“The dreaded strings”,the teeth, and the dentist

I have a 7 year-old son who has started playing the piano and recorder at school. The school would now like him to play an orchestral instrument as he seems musical; first thoughts are clarinet. However, my son has not yet lost his top front teeth and the dentist has estimated 12-18 months. By the time the new ones come down Fred will be in Year 6 and will have missed out the whole of prep school orchestra!

Does one really have to wait for the permanent teeth to come through? Please tell me I don’t have to consider the dreaded strings! Any advice would be much appreciated.

UK CC Snr Ops

Hello KB
Thank you for your note from the UK.
Your young man is 7 and has started playing recorder and piano at school. He seems musical. Your first thoughts are clarinet, but you have concerns that your sons front teeth are still baby teeth.

If “any advice will be apprec1iated”, let me first ask the question. Has your son been consulted? And if so, what are his wishes, for they need to be considered , actually, perhaps they deserve first consideration. Is he happy with the piano?And the recorder? I think that if it were I who was your son, I would chose either to continue the recorder or the piano, prior to the consideration and suggestion of the school. The schools wishes wishes are based upon the need for  balanced instrumentation, not necessarily the wishes of Fred. Perhaps he would like to move from recorder to flute, which will be not nearly as demanding as switching to the clarinet.

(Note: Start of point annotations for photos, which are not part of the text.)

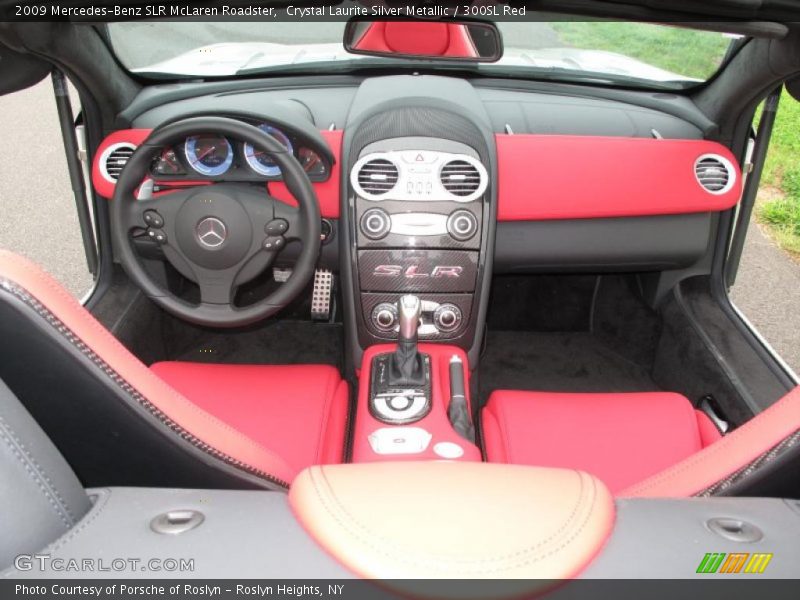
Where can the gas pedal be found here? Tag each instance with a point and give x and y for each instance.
(321, 295)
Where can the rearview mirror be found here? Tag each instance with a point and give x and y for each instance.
(448, 40)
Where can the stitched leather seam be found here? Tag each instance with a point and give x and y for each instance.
(705, 455)
(87, 351)
(35, 476)
(330, 392)
(505, 437)
(39, 469)
(518, 558)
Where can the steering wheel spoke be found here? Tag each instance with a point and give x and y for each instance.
(216, 288)
(292, 220)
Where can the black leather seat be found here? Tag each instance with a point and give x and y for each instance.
(40, 496)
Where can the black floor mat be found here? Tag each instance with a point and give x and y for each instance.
(277, 343)
(562, 362)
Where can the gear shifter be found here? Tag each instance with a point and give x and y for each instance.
(406, 368)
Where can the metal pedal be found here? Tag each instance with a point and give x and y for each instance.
(321, 295)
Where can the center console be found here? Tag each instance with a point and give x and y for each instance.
(418, 190)
(418, 214)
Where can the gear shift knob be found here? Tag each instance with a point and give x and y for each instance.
(409, 309)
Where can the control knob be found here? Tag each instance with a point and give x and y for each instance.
(462, 225)
(375, 223)
(447, 317)
(384, 316)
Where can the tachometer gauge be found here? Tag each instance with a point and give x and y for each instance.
(209, 155)
(167, 163)
(259, 161)
(311, 162)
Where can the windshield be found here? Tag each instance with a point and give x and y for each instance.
(612, 52)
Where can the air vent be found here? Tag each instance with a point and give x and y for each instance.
(377, 176)
(114, 160)
(714, 173)
(460, 178)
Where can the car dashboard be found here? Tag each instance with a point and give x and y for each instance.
(432, 183)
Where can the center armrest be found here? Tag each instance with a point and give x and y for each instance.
(428, 520)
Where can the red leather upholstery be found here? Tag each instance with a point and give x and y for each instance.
(619, 438)
(418, 39)
(257, 453)
(298, 411)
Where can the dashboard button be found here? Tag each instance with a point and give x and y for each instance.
(462, 225)
(375, 223)
(274, 242)
(153, 219)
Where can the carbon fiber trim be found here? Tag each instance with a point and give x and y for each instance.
(64, 331)
(426, 270)
(417, 121)
(394, 240)
(462, 301)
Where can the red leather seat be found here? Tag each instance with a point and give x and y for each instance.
(298, 411)
(269, 422)
(620, 438)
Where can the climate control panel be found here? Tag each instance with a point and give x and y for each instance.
(444, 316)
(419, 221)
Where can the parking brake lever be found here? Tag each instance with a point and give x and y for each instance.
(457, 412)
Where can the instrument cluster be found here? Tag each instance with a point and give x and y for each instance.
(216, 157)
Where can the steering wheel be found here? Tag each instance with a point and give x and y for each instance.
(219, 236)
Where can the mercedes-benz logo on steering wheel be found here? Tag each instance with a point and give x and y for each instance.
(211, 232)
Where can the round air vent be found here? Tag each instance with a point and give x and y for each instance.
(114, 159)
(715, 173)
(460, 178)
(377, 177)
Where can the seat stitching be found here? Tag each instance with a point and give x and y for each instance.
(82, 526)
(12, 433)
(77, 341)
(331, 390)
(703, 455)
(35, 475)
(334, 507)
(505, 436)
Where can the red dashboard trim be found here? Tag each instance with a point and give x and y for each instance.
(542, 177)
(327, 191)
(435, 422)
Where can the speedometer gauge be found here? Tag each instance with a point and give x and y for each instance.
(258, 160)
(209, 155)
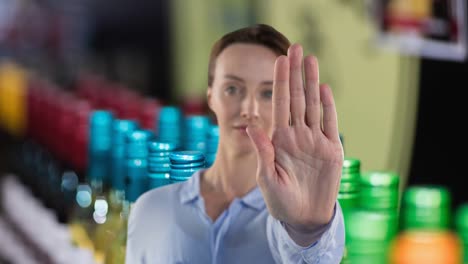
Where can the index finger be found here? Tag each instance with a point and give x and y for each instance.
(281, 99)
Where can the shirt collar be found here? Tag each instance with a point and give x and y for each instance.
(190, 191)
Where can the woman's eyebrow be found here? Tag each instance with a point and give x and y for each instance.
(236, 78)
(233, 77)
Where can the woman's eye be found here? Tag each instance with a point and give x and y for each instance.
(267, 94)
(231, 90)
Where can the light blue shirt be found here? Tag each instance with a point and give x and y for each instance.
(169, 225)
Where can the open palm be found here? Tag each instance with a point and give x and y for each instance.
(299, 168)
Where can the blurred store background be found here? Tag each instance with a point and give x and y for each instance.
(398, 69)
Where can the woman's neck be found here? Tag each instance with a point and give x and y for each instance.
(231, 174)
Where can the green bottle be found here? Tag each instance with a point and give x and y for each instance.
(348, 195)
(372, 226)
(461, 225)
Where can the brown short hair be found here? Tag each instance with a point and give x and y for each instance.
(260, 34)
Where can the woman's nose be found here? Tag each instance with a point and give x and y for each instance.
(249, 108)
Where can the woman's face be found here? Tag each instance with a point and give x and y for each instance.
(241, 92)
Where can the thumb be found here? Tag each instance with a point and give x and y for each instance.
(262, 144)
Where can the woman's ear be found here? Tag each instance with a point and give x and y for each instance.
(208, 97)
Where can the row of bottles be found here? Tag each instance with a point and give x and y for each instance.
(106, 147)
(100, 148)
(383, 226)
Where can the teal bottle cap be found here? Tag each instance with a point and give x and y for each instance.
(197, 122)
(351, 165)
(170, 114)
(186, 156)
(198, 164)
(137, 136)
(121, 127)
(101, 118)
(158, 146)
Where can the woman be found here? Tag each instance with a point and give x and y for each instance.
(271, 194)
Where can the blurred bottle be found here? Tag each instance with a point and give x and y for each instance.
(107, 230)
(461, 225)
(99, 150)
(13, 99)
(136, 180)
(426, 235)
(136, 183)
(184, 164)
(372, 227)
(350, 185)
(159, 165)
(115, 253)
(170, 126)
(92, 204)
(212, 141)
(195, 132)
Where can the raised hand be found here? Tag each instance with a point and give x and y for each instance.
(299, 168)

And before we go further, who is it that dreads the strings? Is it Fred or perhaps someone else? There is nothing to dread about playing a string instrument. Next to the piano, it may provide him with the greatest wealth of repertoire of any instrument, for as long as he wishes, during his lifetime, which follows prep school orchestra.

But, what about the orchestra? The prep school orchestra.If he waits until his teeth come in he will have” missed the whole of prep school orchestra.” Is that of great concern to Fred, or to you?

Those are questions you need to answer in order to help guide your son.

To teeth, to dentists, and their reaction to the clarinet embouchure. Dentists despise the clarinet embouchure as its characteristics include pushing out the front teeth and the lower teeth in, and the dentists job is to have alignment which is correct, which is not necessarily derived from playing and practicing the clarinet.( There are several postings here on that subject).
The consideration of clarinet goes back to the condition of your sons teeth. If I had consulted a dentist prior to selecting the clarinet, I would not have played the clarinet, but it wouldn’t have mattered because I was drawn to the instrument and nothing would have kept me away. And because of the clarinet, I have had a lifetime of difficulty, from the standpoint of teeth, but that is the subject of another article.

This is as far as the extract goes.